Zoológico de Bauru intensifica cuidados com animais idosos para garantir bem-estar e longevidade
No Zoológico de Bauru, localizado no interior de São Paulo, o envelhecimento dos animais é tratado com uma atenção meticulosa e uma rotina de cuidados ampliada. A instituição, reconhecida por seu trabalho de preservação, implementa uma série de estratégias que vão desde exames preventivos regulares até a administração criativa de medicamentos, escondidos em alimentos, para assegurar conforto e qualidade de vida aos seus moradores mais veteranos. Em entrevista, a diretora Samantha Pereira detalhou que esse cuidado envolve uma equipe multidisciplinar dedicada, formada por zootecnistas, biólogos e cuidadores, que monitoram diariamente cada animal.

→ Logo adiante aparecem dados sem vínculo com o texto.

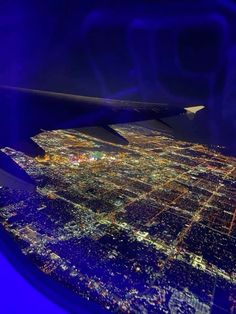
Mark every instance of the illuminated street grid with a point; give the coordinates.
(144, 228)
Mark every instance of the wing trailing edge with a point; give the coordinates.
(104, 133)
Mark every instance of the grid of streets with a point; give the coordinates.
(144, 228)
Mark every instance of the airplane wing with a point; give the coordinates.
(48, 110)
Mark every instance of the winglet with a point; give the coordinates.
(194, 109)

Check-ups anuais e monitoramento contínuo
Anualmente, todos os animais do zoológico passam por uma bateria completa de exames, incluindo análises de sangue, pesagem, ultrassom e radiografias, para diagnosticar precocemente possíveis doenças. Para os idosos, esse acompanhamento é ainda mais rigoroso. "A partir desses check-ups, podemos identificar se um animal precisa de vitaminas extras, medicamentos específicos, ou se apresenta problemas renais ou cardíacos", explicou Samantha. Um exemplo recente foi um lobo-guará macho, de 16 anos, que faleceu em fevereiro após complicações de saúde detectadas nos exames de rotina. O animal, que chegou a Bauru em 2013 após um resgate, desempenhou um papel crucial na preservação da fauna brasileira, gerando cinco filhotes sob cuidados humanos.
Cuidados individualizados e adaptações criativas
O tratamento é personalizado, considerando as necessidades específicas de cada animal, pois o envelhecimento varia entre indivíduos, assim como nos humanos. "Quando o animal atinge uma certa idade, entram cuidados mais específicos, com uma observação mais atenta ao comportamento", destacou a diretora. Entre os exemplos, estão três macacos-aranha-de-cara-vermelha, com cerca de 26 anos, considerados idosos para a espécie. Um deles, sensível a infecções respiratórias, requer medicamentos e até inalações em casos de mudanças bruscas de temperatura.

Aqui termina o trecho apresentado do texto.